1099 Reporting: Form 1099 is a form promulgated by the Internal Revenue Service (IRS) and is used in the United States income tax system to prepare and file an information return to report various types of income other than wages, salaries, and tips for which Social Security Administration Form W-2 is used instead. Within the accounts payable process, the W-9 is the driver of the 1099 process. A valuable internal control within the vendor master process is to require a W-9 with TIN matching to avoid B notices at 1099 processing time.
5.1. Sections 302 and 404 of the Sarbanes Oxley Act of 2002: Within Section 302. CEOs and CFOs must personally certify that they are responsible for disclosure controls and procedures. Each quarterly filing must contain an evaluation of the design and effectiveness of these controls. The certifying executives must state that they have disclosed to their audit committee and independent auditor any significant control deficiencies, material weaknesses, and acts of fraud. An expanded certification requirement that includes internal controls and procedures for financial reporting may also be included when the SEC issues its final rules. The accounts payable director or manager may be included in this process on a quarterly basis.
Within Section 404, the accounts payable director or manager will play a more significant role. Section 404 mandates an annual evaluation of internal controls and procedures for financial reporting. It also requires the company’s independent auditor to issue a separate report that attests to management’s assertion of the effectiveness of internal controls and procedures for financial reporting. In order to properly represent an assessment of internal controls, management accepts responsibility (written assertion) for the effectiveness of control. It is important that controls are suitably designed to achieve the objective (reliability of financial reporting) using established criteria and control objectives and related controls need to be appropriately documented. Lastly, management assesses the effectiveness of internal control over financial reporting and reports thereon (both design and operating effectiveness).

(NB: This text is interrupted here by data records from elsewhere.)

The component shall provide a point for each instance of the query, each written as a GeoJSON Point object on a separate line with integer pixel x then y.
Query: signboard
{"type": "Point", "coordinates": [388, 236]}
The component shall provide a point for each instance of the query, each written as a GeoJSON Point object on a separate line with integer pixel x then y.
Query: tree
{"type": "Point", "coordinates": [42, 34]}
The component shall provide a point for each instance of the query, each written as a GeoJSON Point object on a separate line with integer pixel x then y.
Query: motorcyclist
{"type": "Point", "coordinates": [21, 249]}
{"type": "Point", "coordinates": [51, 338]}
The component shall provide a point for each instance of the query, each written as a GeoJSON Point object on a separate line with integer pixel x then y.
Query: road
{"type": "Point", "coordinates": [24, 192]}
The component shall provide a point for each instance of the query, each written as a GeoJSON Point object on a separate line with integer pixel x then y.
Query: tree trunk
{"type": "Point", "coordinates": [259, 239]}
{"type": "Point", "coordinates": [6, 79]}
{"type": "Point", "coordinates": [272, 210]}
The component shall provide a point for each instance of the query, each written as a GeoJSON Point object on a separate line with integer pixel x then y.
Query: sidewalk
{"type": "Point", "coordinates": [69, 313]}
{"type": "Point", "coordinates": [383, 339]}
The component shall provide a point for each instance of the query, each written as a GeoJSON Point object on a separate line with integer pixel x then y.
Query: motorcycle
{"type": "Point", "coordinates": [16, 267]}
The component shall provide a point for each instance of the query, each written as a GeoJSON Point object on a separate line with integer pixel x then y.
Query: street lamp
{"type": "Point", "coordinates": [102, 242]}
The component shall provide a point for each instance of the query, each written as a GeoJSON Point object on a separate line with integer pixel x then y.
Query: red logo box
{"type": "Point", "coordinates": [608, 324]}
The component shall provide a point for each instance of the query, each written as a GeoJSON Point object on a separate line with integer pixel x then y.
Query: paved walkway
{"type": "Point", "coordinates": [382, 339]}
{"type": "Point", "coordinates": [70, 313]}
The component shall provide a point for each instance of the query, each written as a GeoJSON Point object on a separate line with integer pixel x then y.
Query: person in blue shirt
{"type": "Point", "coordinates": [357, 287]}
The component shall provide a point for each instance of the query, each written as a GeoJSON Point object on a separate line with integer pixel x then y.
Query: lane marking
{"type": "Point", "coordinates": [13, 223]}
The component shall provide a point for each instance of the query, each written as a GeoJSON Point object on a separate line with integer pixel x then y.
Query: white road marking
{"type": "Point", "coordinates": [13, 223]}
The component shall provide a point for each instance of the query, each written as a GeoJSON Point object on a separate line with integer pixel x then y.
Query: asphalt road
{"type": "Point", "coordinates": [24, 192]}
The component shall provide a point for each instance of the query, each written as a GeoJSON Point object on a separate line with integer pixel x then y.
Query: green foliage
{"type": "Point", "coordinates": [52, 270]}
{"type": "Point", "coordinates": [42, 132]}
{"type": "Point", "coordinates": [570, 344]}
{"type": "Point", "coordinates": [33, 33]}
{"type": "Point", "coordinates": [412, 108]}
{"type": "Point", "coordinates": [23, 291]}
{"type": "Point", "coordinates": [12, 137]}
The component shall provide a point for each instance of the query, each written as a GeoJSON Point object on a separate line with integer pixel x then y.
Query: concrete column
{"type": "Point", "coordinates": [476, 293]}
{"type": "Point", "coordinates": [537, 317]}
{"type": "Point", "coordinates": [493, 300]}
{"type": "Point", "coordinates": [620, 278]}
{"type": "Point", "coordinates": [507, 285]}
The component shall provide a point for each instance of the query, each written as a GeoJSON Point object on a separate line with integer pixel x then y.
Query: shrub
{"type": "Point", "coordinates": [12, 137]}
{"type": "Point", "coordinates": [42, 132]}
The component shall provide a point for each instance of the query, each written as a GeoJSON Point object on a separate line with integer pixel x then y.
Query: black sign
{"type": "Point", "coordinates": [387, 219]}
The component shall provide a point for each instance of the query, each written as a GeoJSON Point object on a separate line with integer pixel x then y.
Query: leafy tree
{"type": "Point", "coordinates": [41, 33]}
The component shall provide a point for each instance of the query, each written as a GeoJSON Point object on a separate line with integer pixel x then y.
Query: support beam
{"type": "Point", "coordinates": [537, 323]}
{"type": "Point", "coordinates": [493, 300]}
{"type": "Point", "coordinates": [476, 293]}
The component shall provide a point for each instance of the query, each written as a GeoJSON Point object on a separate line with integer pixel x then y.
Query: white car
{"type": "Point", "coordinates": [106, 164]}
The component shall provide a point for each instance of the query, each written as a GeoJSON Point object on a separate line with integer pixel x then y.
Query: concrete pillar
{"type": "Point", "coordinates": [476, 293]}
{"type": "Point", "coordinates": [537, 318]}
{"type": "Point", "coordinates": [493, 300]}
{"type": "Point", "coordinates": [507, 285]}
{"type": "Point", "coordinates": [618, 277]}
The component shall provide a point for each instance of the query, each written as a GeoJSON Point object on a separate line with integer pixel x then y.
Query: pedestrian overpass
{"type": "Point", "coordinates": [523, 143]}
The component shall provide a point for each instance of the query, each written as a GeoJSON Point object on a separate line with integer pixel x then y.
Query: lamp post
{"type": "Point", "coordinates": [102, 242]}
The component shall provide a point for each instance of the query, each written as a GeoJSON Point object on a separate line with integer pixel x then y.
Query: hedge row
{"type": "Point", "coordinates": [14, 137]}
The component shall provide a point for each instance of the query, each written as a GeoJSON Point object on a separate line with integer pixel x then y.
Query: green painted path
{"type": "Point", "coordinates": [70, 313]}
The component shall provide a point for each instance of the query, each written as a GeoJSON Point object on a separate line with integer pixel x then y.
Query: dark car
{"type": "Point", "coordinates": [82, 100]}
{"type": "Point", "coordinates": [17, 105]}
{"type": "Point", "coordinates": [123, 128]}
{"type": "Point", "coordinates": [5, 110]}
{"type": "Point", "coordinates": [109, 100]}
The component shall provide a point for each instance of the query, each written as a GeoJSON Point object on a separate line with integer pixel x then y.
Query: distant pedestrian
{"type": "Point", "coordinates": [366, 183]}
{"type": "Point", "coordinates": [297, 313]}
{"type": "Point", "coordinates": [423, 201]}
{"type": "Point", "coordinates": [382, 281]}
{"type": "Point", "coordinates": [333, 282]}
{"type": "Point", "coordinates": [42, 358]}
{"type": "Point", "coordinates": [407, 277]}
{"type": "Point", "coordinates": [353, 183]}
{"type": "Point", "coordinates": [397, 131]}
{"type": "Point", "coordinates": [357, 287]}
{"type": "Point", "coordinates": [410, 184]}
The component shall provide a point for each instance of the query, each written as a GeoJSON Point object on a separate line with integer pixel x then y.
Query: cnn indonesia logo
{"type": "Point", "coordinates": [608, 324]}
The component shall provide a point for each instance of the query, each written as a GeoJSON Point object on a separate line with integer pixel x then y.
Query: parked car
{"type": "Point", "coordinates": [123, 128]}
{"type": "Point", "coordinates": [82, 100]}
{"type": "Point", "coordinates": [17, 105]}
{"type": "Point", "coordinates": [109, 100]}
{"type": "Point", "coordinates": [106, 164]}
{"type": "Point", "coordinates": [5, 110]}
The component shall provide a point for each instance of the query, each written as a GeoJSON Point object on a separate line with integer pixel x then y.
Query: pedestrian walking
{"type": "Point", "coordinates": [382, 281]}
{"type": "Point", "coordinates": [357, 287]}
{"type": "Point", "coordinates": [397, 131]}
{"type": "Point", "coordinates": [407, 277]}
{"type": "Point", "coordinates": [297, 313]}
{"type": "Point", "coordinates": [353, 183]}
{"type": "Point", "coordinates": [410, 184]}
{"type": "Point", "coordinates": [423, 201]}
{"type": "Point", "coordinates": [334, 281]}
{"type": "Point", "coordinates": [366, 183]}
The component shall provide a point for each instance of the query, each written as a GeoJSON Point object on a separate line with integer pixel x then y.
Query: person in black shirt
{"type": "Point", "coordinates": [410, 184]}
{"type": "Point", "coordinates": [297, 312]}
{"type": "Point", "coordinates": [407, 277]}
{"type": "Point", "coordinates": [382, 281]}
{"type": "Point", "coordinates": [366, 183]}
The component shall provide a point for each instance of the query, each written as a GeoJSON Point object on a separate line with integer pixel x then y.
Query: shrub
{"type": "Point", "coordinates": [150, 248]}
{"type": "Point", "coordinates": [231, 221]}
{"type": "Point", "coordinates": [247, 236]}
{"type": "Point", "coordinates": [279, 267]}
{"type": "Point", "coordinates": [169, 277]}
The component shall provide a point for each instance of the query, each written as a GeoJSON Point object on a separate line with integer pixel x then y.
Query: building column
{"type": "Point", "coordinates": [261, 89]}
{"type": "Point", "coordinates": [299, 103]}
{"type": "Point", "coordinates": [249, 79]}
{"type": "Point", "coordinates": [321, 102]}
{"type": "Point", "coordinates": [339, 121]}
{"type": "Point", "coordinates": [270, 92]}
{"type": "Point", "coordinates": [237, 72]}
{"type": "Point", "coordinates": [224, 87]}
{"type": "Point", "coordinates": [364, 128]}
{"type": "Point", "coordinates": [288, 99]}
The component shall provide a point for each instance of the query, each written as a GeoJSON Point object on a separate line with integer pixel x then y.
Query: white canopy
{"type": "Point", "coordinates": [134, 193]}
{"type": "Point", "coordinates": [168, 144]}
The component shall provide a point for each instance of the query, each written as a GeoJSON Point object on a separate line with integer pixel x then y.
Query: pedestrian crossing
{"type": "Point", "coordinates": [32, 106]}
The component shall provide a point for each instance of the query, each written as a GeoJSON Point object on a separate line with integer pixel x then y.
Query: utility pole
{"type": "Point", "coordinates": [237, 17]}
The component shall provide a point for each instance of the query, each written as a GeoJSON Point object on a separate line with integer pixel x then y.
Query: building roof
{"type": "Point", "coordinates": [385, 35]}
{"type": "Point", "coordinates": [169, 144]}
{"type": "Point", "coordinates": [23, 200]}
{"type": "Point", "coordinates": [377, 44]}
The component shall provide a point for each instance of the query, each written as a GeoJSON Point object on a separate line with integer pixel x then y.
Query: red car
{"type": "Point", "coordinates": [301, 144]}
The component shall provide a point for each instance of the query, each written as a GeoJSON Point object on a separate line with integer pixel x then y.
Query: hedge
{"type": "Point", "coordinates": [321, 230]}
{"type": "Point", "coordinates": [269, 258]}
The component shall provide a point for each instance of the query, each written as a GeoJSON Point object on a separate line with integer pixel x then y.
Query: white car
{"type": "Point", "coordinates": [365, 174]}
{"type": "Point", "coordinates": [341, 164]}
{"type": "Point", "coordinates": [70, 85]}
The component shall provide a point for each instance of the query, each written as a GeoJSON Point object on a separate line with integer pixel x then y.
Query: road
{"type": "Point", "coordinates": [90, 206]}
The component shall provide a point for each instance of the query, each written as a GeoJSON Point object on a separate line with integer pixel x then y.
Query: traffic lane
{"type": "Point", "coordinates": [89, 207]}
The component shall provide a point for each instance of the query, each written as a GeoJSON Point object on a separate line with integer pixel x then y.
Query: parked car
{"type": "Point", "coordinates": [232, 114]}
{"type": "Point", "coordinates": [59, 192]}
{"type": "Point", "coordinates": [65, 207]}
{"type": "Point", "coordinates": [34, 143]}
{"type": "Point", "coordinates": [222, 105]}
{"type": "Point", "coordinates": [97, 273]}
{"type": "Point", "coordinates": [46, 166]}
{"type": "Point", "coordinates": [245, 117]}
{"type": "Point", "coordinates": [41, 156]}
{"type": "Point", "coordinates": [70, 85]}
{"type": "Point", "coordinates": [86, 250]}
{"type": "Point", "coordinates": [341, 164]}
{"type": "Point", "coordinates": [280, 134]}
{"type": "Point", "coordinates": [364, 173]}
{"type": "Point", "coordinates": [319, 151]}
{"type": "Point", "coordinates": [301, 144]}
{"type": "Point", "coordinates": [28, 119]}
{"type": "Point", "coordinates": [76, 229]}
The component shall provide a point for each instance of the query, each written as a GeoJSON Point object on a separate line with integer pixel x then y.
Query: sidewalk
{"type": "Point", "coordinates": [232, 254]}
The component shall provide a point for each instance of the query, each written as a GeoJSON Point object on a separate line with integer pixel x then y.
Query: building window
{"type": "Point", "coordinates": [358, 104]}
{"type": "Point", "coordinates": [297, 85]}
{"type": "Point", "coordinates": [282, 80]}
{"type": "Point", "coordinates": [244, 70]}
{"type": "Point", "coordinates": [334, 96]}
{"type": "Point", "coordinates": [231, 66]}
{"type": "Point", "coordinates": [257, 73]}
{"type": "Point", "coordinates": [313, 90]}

The Institute and the accounts payable profession gain credibility by maintaining a level of open, honest, and professional communication within an environment of respect and of the highest ethical standards. Accounts payable directors and managers have a responsibility to create an open and supportive environment where their employees feel comfortable not only to perform their assigned roles, but also to offer suggestions. Every accounts payable associate should be able to speak his or her mind. Matters of a confidential nature should be treated as such to ensure trust and professionalism.
The Institute and the accounts payable profession must maintain the highest standards of leadership through The Institute's Code of Ethics, Member Code of Conduct, and Professional Standards. To make these codes and standards work, professionals must be responsible for promptly addressing ethical questions or concerns raised, and for taking the appropriate steps. AP professionals should not consider ethics concerns as threats or challenges to authority, but rather as another form of business communication. The ethics dialogued thus should become part of our ongoing work.